Outre les conditions sociales médiocres, les conditions sécuritaires et hygiéniques sont également insuffisantes. Les ONG tels qu’Oxfam et Amnesty International, dénoncent les violations fréquentes des normes en matière de sécurité et d’hygiène. Par exemple, l’accès à l’eau et aux services sanitaires est limité. De plus, la plupart des travailleurs ne disposent pas de matériel de protection. C’est le cas au Pérou et en Bolivie où les mineurs souffrent de maladies respiratoires graves et les ressources en eau des habitants sont empoisonnées. A Baotou, en Mongolie intérieure au nord de la Chine, un lac de près de 10km² est utilisé par les usines pour déverser des eaux chargées de produits chimiques, ce qui affecte les cultures et les troupeaux alentours. Les paysans ont fui en raison du danger sanitaire pour eux et leurs bêtes.

Cette insécurité peut avoir des conséquences graves sur la santé des populations locales. Certaines ONG ont révélé des cas fréquents d’asthme, de dermatite de contact, ou encore de cancers (CAPCM).

Enjeux économiques

Figure 12. Violations du droit du travail observées dans la moitié ou plus des cas depuis 14 ans. Source : Nicky Lisa Cole, 2016

Entre les phases d’extraction et d’assemblage des minéraux, d’autres acteurs moins visibles (ci-dessous nous faisons un focus sur deux zones) jouent un rôle primordial dans la chaîne de production (Geerts, 2011) :

  • Les transporteurs basés sur les territoires d’extraction. Ils agissent souvent illégalement sans licence et sans payer les frais d’enregistrement. Ils auraient récolté environ 75 millions de dollars sur les 180 millions de dollars obtenus par les groupes armés pour l’extraction des minerais (Geerts, 2011).
  • Les raffineurs, situés principalement au Moyen-Orient, transforment les minerais en métal par la fusion ou l’alliage, avant de les vendre aux entreprises sous-traitantes. Cette étape de la chaine rend souvent impossible la traçabilité des métaux, les minerais du monde entier étant mélangés. Pour la chaîne d’approvisionnement du cobalt les affineurs sont souvent en Chine d’après Amnesty International.

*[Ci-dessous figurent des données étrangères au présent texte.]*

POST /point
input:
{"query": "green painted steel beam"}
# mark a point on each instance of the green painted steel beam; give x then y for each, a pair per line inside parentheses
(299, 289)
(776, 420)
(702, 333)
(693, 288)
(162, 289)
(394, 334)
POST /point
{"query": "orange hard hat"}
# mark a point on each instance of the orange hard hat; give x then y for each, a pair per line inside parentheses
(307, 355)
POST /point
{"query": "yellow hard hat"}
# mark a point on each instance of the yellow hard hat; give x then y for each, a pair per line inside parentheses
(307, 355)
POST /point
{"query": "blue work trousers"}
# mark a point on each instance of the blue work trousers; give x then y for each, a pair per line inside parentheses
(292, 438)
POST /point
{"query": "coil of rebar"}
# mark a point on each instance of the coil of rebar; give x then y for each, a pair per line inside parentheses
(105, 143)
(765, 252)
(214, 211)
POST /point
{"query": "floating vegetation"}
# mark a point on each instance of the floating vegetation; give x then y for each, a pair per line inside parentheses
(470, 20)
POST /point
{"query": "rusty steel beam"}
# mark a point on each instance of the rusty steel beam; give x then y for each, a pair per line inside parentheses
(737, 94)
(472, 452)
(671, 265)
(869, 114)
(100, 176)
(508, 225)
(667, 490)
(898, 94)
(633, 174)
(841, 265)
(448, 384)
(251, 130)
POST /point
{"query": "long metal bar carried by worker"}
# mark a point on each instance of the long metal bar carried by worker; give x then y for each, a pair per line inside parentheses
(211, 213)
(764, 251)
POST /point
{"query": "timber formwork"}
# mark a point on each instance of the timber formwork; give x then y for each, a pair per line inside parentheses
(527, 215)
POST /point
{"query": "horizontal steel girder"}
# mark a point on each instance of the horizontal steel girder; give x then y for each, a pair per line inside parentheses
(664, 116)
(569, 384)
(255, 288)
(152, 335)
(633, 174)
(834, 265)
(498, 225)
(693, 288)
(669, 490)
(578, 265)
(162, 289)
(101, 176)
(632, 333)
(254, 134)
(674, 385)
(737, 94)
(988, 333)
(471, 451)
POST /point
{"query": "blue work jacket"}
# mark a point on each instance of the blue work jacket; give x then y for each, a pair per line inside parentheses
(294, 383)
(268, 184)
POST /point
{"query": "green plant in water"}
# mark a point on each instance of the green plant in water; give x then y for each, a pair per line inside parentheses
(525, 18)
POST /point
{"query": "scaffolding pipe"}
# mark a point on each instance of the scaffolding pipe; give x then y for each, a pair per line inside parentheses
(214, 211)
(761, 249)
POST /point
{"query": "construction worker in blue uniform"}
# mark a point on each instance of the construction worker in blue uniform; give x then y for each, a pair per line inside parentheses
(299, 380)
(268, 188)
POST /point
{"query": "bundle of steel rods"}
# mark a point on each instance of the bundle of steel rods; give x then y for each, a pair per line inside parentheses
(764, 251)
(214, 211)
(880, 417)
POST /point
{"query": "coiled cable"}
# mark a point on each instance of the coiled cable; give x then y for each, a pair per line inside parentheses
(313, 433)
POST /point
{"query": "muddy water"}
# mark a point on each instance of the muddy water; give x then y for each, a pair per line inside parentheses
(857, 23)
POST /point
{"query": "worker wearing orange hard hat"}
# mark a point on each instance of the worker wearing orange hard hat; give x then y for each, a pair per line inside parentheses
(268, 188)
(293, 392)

Le développement suivant portera sur l’étape de transformation et se concentra davantage sur les travailleurs assemblant les téléphones portables. Ils représentent jusqu’à 94% des acteurs de la chaîne de production (ITUC, 2016 p.4) et les usines dans lesquelles ils travaillent se situent souvent en Asie, alors que la valeur économique est concentrée aux USA et en Europe, souvent liée aux brevets et actionnariats.

Figure 11. Manifestation
Source : Nicky Lisa Cole, 2016
Enjeux environnementaux

La fabrication des composants électroniques d’un smartphone nécessite en particulier l’utilisation de métaux dits « rares ». Les métaux rares sont des métaux produits en faible quantité d’usage postérieur aux années 1970 et ayant une grande importance économique en particulier pour les nouveaux secteurs industriels (électronique, les énergies renouvelables, etc.). Les conséquences de leur extraction, médiatisées depuis quelques années, s’observent principalement dans des pays ou régions « en développement ».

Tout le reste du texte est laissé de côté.